# Stuff like this ****** me off



## blhunter3 (May 5, 2007)

So this week after we hauled our cows and calves home and sorted and hauled the calves to the sale ring. We went back to harvest corn. We were working north of the airport on Tuesday, and Wednesday morning, when I drove to the field I saw this. So far this fall I have had to pick up a fridge, a freezer, a whole bed set, and black bags of garbage in the ditch by our fields.


----------



## slough (Oct 12, 2003)

That definitely is terrible.

Most likely not a hunter nor anything that posted sign will stop.


----------



## blhunter3 (May 5, 2007)

slough said:


> That definitely is terrible.
> 
> Most likely not a hunter nor anything that posted sign will stop.
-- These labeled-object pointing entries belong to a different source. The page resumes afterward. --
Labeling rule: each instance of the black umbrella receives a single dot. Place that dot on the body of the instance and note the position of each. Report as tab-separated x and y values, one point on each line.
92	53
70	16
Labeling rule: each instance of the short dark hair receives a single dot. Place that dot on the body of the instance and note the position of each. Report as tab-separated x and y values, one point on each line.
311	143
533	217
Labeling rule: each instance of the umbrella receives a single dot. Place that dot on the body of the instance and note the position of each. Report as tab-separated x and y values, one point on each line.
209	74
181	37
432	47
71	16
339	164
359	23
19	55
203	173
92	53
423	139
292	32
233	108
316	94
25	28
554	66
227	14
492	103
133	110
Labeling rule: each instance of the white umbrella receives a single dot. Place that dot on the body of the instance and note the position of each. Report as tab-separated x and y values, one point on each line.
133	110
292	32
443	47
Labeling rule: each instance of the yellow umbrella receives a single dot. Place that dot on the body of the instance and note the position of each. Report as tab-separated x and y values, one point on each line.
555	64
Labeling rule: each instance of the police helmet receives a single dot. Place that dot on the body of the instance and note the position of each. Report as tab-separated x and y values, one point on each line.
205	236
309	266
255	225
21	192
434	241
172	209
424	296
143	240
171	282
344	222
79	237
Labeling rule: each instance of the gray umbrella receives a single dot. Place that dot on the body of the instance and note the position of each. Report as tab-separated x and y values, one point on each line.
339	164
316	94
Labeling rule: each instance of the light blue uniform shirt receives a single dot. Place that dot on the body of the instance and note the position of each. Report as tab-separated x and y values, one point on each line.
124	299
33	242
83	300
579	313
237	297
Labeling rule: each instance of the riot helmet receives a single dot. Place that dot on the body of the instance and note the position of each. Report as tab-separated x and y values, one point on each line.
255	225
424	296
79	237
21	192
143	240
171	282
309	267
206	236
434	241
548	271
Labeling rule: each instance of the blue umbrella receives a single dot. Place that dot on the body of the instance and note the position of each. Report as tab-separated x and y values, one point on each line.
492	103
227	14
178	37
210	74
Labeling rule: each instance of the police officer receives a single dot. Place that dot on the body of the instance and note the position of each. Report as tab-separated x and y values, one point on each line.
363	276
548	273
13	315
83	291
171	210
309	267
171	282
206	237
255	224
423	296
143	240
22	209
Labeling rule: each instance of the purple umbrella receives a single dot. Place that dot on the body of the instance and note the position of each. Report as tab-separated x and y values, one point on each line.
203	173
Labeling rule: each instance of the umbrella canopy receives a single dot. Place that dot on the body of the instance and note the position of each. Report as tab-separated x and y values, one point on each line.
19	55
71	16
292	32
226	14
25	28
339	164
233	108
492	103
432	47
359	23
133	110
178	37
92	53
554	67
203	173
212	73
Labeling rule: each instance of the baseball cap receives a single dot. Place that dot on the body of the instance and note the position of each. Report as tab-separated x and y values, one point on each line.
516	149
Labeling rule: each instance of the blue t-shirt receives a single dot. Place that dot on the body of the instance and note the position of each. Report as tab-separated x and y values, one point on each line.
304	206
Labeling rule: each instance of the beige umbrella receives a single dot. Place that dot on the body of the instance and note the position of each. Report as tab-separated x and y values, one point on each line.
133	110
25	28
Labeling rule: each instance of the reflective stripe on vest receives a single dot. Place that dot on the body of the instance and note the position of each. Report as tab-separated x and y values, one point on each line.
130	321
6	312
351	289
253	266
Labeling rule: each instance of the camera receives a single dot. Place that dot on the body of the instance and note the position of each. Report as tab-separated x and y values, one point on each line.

I know. Just ****** me off that its just one more thing I can to take care of because someone didn't take the time to do.


----------



## 6162rk (Dec 5, 2004)

happens everywhere. nothing new. no teeth in the litter laws. need more hangings.


----------



## Oldbear (Mar 8, 2011)

Sorry for the crap you got stuck with. Its everywhere anymore and a lot of people keep their homes in the same shape. They probably saved $10 bucks by not going to the landfill so you can get stuck with it.


----------



## clayg7669 (Jan 20, 2015)

I go through the bags and find mail with names a dresses etc and dump the stuff in their yard with a polite knock on the door and a thorough a $$ chewing.


----------



## dakotashooter2 (Oct 31, 2003)

The thing is now days many guys will pick up metal stuff for free just for the salvage. I work in code enforcement and people will let old washers dryers and fridges sit in the yard for years if we don't order them removed. Some used to dump them in the country like that (driving right past the refuse station). I see less of that in my area since I started tagging the stuff with a stick on violation label with a name and address.

The road I take to work passes the refuse station and I find and pick up stuff on the road all the time that people failed to secure.


----------



## Habitat Hugger (Jan 19, 2005)

Drives me totally nuts, BL! Almost impossible to catch these A holes, wept once in a while you get real lucky and find something they accidently left to identify them.


----------



## Plainsman (Jul 30, 2003)

blhunter you know where I live right? I was gone and some guy dumped a truckload of shingles in the west side of the yard years ago. Just a couple of years ago I had a pickup with a guy and his wife drive right past me on the lawn mower and into my back yard. They came out fast so I thought they were just stupid and trying to find a way to the road. Stupid or drunk. A half hour later when I got to the back yard to mow there are three sacks of garbage. I searched for something with an address, but no luck.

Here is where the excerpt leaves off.